The Alfred Wegener Institute for Polar and Marine Research vessel Polarstern has returned to its port in Punta Arenas, Chile, after its latest expedition down south. As part of the International Polar Year 2007/2008, the Polarstern – meaning polar star – expedition ANT-XXIV/3 was focused on examining the oceanic circulation and the oceanic cycles of materials that depend upon it.
Two of the main projects in the Antarctic for the IPY took place aboard the Polarstern; CASO (Climate of Antarctica and the Southern Ocean) and GEOTRACES.
CASO’s intent was to provide “an integrated and interdisciplinary approach to understanding the role of Antarctica and the Southern Ocean in past, present and future climate.” Under the leadership of Dr Stephen Rintoul and Dr Eberhard Fahrbach, the team of 58 scientists from ten countries were on board the Polarstern to study ocean currents, distribution of temperature, salt content and trace substances in Antarctic sea water.
"We want to investigate the role of the Southern Ocean for past, present and future climate," chief scientist Fahrbach said. The sinking water masses in the Southern Ocean are part of the overturning in this region and thus play a major role in global climate. "While the last Arctic summer was the warmest on record, we had a cold summer with a sea-ice maximum in the Antarctic. The expedition shall form the basis for understanding the opposing developments in the Arctic and in the Antarctic," Fahrbach said.
GEOTRACES on the other hand, is an ‘international study of the biogeochemical cycles of Trace Elements and Isotopes in the Arctic and Southern Oceans.’ Under the helm of Ed Urban, Ph.D., Robert Anderson and Gideon M. Henderson, their mission was – to quote from the official GEOTRACES website – “To identify processes and quantify fluxes that control the distributions of key trace elements and isotopes in the ocean, and to establish the sensitivity of these distributions to changing environmental conditions.”
The GEOTRACES mission onboard Polarstern was only one of several, the majority taking place in the northern hemisphere.
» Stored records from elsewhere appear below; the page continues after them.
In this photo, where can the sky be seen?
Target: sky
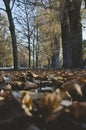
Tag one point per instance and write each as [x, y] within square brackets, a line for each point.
[83, 30]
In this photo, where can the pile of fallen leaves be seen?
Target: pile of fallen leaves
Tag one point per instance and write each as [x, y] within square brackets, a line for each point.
[43, 100]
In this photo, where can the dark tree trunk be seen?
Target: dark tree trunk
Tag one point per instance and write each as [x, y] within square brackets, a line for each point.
[72, 35]
[12, 31]
[66, 43]
[76, 34]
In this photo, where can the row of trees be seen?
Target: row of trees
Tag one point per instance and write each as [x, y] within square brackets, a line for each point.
[48, 27]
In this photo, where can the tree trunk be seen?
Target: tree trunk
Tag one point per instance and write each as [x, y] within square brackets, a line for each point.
[13, 35]
[66, 43]
[72, 35]
[76, 34]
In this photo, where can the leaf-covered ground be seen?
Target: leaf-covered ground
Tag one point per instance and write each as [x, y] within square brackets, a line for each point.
[43, 100]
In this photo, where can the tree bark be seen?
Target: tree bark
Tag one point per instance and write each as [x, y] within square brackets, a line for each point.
[76, 34]
[12, 31]
[72, 35]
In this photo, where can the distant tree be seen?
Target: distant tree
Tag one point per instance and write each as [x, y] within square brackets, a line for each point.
[72, 34]
[6, 57]
[9, 4]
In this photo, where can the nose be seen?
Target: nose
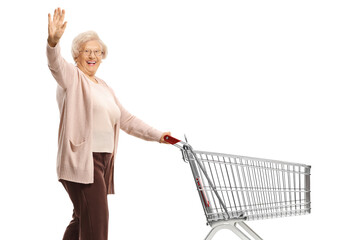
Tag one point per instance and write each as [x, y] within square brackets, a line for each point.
[92, 54]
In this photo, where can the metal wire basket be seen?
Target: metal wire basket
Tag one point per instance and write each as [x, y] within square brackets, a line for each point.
[234, 189]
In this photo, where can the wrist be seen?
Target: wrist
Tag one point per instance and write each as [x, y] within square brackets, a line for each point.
[52, 42]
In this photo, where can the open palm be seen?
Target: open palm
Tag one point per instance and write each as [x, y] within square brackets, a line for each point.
[56, 26]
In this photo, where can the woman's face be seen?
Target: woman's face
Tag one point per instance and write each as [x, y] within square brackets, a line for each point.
[90, 57]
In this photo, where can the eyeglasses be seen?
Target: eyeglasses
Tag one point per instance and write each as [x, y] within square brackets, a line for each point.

However in their results from the Southern Ocean, the team found the smallest iron concentrations ever measured in the ocean.
The Helmholtz Association of German Research Centres press release noted that “As iron is an essential trace element for algal growth, and algae assimilate CO2 from the air, the concentration of iron is an important parameter against the background of the discussion to what extent the oceans may act as a carbon sink.”
Not surprisingly, these results – from both GEOTRACES and CASO – are only preliminary, and nothing solid will be able to be taken from them for a few years. Oceanic changes must be measured over several years, and also differ spatially, thus the data acquired during this latest Polarstern expedition are not enough to discern long-term developments.
This is why part of the Polarstern expedition was to leave behind more automated buoys.
"As a contribution to the Southern Ocean Observation System we deployed, in international cooperation, 18 moored observing stations, and we recovered 20. With a total of 65 floating systems that can also collect data under the sea ice and are active for up to five years we constructed a unique and extensive measuring network," Fahrbach said.
Either way, over the next few years, the Polarstern – in tandem with scientific teams from around the world – is going to be a focal point of research that will hopefully, provide us with answers to help protect our planet.